I have an older sewing machine, from the 70's or 80's I think...it's called a Brother Charger 441. Well, after about a year of regular use, the little belt thingy :shrug: on the side is dry rotting again. Little bits of the belt are flying off and when it's missing belt pieces...well, it don't work  

Should I--

1. Start looking for another machine? Any recommendations?

2. Find a place online to buy the belt and just replace it myself (can't be too hard to do...)

3. Wait until I get to take my weekly trip into town on Thursday and find a repair shop?

You have no idea how much I miss my 1903 Singer Treadle Sewing Machine... :Bawling:


----------



## Iddee (Sep 25, 2005)

Go here and get a new belt or two and replace it when needed.

http://www.brewersewing.com/asticat


----------



## sewtlm (Mar 22, 2006)

You need a comercial tax ID# and account to order from Brewer.

Option #3 in combination with #2 would be the most Economical in the long run as long as nothing else is wrong with the machine.

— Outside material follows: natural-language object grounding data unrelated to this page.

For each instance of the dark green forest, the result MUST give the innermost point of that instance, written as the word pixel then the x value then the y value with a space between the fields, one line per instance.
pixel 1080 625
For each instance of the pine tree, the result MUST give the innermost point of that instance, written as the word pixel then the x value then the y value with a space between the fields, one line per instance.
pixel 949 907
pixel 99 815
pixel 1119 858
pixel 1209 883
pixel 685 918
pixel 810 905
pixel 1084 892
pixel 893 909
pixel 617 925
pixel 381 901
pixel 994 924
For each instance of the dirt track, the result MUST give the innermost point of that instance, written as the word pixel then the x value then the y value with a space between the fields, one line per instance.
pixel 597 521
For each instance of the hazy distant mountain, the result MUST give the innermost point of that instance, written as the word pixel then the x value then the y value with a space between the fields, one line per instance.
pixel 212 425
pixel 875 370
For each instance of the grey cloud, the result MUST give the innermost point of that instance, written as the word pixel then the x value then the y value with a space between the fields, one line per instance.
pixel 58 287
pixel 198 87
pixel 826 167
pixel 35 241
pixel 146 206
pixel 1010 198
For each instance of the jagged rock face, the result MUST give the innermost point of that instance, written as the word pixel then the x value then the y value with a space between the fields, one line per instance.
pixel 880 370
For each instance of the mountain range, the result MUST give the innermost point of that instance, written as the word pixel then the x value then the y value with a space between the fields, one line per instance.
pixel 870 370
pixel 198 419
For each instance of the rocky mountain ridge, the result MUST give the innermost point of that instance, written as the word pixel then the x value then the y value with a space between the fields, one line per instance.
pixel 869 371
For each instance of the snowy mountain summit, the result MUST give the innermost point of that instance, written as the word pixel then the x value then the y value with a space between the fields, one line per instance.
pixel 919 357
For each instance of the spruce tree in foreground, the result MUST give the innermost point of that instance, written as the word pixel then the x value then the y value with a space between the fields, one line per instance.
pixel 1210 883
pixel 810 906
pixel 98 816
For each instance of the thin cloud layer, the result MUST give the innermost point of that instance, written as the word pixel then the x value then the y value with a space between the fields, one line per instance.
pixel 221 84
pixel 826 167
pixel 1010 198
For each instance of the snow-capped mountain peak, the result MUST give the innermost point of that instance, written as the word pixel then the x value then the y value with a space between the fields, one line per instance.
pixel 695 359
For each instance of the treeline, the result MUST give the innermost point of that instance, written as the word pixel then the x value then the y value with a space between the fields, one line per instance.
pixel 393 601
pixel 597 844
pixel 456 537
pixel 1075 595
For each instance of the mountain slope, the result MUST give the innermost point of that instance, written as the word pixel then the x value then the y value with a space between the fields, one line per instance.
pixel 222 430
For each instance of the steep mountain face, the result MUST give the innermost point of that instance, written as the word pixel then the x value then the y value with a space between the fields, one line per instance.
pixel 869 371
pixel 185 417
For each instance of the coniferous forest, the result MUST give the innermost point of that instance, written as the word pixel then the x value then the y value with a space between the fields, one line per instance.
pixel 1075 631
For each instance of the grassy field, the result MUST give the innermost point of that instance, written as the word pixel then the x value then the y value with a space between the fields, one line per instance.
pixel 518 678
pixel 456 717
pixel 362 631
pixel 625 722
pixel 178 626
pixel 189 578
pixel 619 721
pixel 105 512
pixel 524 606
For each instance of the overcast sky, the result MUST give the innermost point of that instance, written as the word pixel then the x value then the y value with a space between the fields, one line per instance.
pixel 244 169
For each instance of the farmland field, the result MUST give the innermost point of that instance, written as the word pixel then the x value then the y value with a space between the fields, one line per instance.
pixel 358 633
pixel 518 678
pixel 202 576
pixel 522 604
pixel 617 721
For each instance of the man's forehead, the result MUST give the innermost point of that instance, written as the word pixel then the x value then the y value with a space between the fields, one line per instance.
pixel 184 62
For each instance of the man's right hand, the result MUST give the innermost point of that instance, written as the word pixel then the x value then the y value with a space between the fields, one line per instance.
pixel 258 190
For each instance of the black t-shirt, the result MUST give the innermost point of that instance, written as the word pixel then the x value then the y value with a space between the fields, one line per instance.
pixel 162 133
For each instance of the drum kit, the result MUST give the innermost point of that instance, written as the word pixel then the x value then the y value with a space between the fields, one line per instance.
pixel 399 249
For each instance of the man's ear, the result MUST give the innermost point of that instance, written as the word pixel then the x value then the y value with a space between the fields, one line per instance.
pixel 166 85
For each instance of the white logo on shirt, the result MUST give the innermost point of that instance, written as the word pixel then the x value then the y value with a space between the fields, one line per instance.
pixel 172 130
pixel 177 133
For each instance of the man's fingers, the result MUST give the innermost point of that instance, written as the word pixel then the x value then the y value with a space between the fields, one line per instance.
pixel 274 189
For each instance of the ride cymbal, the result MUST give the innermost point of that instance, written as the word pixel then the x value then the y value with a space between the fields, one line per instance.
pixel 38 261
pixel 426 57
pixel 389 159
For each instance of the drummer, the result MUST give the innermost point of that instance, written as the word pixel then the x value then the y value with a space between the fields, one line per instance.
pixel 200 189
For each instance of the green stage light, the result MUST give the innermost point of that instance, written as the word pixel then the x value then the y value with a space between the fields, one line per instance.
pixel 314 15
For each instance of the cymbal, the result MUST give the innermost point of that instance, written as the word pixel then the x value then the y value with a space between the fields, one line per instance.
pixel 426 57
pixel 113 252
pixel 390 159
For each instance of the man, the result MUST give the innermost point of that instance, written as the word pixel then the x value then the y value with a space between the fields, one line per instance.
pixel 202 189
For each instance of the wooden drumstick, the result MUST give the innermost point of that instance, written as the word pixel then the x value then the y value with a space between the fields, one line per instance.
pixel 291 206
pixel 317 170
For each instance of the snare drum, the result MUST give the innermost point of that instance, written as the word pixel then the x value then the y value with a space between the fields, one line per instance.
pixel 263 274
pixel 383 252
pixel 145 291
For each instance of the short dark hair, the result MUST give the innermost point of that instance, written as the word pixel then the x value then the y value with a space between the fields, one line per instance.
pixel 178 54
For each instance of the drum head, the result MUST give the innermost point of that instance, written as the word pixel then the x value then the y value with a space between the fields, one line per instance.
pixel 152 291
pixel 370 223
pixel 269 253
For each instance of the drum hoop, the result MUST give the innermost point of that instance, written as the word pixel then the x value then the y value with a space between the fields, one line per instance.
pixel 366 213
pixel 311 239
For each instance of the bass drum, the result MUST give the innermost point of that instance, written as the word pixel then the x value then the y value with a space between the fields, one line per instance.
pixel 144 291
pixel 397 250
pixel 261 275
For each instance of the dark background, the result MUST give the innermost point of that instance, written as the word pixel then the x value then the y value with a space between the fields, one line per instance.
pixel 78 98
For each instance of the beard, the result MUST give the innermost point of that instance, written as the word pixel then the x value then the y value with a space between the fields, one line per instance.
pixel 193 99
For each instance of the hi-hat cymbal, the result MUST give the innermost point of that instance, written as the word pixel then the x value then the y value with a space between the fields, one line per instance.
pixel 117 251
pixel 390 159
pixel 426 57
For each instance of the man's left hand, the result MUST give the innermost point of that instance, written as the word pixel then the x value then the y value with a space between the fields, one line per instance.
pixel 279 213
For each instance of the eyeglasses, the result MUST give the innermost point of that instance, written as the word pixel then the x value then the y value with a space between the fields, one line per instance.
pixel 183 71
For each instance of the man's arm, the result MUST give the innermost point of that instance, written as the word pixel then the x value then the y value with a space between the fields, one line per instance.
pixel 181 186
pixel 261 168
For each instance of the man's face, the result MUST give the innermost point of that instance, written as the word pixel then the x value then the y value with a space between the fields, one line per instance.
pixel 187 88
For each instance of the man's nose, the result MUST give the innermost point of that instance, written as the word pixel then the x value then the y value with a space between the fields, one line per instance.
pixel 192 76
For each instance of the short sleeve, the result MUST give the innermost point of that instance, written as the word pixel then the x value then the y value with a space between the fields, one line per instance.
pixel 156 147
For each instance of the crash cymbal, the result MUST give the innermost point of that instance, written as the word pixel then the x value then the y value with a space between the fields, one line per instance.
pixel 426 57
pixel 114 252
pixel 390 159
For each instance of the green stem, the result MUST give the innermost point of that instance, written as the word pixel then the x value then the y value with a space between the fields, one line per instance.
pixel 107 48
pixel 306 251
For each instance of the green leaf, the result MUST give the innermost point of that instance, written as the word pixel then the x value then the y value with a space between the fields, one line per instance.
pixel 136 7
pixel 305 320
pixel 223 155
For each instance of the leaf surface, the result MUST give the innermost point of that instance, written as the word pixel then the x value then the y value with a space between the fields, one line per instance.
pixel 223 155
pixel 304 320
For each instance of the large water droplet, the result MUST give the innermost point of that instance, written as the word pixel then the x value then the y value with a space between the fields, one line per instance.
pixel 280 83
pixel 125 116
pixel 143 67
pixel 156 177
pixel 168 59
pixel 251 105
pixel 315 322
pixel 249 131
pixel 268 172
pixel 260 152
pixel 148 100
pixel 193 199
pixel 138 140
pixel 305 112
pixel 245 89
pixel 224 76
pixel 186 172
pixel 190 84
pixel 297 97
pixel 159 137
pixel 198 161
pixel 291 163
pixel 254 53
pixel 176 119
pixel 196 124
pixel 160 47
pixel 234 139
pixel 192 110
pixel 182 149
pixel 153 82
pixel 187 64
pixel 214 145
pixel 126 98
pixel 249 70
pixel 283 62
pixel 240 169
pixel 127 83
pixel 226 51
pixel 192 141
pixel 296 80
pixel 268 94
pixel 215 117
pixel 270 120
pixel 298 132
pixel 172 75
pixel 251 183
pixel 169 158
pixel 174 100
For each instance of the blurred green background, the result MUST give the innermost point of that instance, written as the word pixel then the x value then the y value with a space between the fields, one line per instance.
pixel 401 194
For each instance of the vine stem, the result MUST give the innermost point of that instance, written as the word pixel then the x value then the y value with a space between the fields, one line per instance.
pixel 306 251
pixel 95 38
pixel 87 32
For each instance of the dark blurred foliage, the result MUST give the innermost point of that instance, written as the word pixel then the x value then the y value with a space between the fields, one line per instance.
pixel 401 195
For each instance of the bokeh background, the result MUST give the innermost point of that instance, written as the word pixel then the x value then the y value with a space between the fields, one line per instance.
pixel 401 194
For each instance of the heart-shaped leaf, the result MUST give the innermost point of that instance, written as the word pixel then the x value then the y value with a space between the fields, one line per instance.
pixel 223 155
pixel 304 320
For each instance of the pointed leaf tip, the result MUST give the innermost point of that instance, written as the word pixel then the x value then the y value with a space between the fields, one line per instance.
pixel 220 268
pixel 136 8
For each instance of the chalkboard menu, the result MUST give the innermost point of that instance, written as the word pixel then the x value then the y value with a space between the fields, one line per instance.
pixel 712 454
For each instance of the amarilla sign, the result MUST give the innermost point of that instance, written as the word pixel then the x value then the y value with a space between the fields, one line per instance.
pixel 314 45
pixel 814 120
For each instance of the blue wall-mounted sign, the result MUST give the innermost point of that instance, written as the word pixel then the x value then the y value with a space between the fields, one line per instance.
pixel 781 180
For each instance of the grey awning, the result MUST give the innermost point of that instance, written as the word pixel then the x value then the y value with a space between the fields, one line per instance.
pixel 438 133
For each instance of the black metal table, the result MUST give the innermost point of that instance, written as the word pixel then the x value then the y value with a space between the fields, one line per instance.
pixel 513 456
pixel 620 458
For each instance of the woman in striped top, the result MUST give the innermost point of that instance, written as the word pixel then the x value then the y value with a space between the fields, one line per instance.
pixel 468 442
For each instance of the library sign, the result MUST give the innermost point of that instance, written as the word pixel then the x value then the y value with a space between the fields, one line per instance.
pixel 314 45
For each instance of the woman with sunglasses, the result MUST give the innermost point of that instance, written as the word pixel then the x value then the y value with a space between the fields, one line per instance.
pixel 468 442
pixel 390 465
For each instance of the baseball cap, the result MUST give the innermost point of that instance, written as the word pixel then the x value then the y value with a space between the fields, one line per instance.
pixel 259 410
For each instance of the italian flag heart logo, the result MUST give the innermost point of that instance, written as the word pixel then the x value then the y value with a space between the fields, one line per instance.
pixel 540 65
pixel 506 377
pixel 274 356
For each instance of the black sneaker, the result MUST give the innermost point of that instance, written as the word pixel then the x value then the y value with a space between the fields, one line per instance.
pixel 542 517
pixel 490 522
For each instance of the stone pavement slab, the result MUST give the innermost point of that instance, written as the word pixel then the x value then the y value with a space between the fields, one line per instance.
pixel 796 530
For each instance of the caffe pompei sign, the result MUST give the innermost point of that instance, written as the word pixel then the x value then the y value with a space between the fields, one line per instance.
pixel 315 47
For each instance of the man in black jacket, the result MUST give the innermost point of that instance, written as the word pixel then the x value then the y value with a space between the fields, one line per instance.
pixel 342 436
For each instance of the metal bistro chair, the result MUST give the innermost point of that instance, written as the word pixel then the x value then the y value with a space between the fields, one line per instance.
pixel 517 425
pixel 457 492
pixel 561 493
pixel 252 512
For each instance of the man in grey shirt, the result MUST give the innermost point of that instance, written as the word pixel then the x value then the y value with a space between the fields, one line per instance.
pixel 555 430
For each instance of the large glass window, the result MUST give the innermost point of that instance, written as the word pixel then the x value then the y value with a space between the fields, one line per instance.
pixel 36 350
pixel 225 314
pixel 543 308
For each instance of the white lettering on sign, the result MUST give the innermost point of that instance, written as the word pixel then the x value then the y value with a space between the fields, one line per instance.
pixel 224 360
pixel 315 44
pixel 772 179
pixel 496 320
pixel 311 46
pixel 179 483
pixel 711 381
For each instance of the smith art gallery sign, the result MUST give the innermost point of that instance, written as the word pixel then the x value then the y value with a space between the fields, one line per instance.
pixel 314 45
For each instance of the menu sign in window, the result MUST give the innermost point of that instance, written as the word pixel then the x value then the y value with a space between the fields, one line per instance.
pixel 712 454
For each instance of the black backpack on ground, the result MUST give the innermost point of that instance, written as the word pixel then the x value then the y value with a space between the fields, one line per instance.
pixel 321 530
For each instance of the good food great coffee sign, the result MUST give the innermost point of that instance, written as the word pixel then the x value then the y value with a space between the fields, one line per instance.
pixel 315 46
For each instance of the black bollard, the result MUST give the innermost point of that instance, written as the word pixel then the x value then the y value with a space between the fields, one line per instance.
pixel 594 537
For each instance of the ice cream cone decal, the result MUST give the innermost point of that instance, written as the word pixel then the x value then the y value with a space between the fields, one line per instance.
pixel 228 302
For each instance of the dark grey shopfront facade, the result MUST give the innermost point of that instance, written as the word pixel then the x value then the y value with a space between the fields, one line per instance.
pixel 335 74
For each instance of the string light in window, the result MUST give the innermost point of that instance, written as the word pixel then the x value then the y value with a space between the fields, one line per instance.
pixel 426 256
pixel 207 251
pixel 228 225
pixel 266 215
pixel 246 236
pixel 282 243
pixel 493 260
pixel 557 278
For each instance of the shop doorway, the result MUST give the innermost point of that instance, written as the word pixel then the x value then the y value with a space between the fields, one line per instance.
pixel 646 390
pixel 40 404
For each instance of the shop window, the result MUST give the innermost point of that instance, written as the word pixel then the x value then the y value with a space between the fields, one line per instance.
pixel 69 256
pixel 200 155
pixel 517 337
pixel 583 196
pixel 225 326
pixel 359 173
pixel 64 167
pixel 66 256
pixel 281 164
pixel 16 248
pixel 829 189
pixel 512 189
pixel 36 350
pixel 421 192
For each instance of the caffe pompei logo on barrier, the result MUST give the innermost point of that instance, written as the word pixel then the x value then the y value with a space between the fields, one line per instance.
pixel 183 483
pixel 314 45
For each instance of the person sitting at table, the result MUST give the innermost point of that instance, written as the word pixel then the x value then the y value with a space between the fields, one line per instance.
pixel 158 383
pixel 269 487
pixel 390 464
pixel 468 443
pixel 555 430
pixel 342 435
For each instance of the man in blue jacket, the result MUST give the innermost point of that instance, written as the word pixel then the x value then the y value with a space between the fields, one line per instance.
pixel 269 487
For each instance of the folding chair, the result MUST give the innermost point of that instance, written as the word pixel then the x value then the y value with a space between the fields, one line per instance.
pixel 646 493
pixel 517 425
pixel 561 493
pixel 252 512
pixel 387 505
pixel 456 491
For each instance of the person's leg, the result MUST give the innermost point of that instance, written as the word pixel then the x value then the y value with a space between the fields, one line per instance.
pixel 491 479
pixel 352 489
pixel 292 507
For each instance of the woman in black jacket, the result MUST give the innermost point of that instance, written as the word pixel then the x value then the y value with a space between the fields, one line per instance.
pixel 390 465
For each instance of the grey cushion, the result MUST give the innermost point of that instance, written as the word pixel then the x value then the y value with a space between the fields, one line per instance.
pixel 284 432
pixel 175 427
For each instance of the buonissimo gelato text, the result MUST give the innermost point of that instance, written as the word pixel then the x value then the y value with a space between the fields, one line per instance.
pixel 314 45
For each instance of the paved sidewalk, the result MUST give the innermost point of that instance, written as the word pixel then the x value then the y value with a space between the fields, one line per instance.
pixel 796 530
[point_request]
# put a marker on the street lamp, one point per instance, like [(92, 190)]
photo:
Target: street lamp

But do you need/want a new machine?


----------



## Iddee (Sep 25, 2005)

My mistake....They have changed since I last dealt with them. At that time, they would sell to anyone.


----------



## ruby_jane (May 15, 2007)

sewtlm said:


> You need a comercial tax ID# and account to order from Brewer.
> 
> Option #3 in combination with #2 would be the most Economical in the long run as long as nothing else is wrong with the machine.
> 
> But do you need/want a new machine?


Sigh...darn it  I'll just have to do #2 & #3--nothing else is wrong with it. No, I don't need (or really want) a new machine. Since I am home full time, I have been doing a LOT of sewing and I just want to make sure this sewing machine can hold up to regular use. So far, so good except for the belts


----------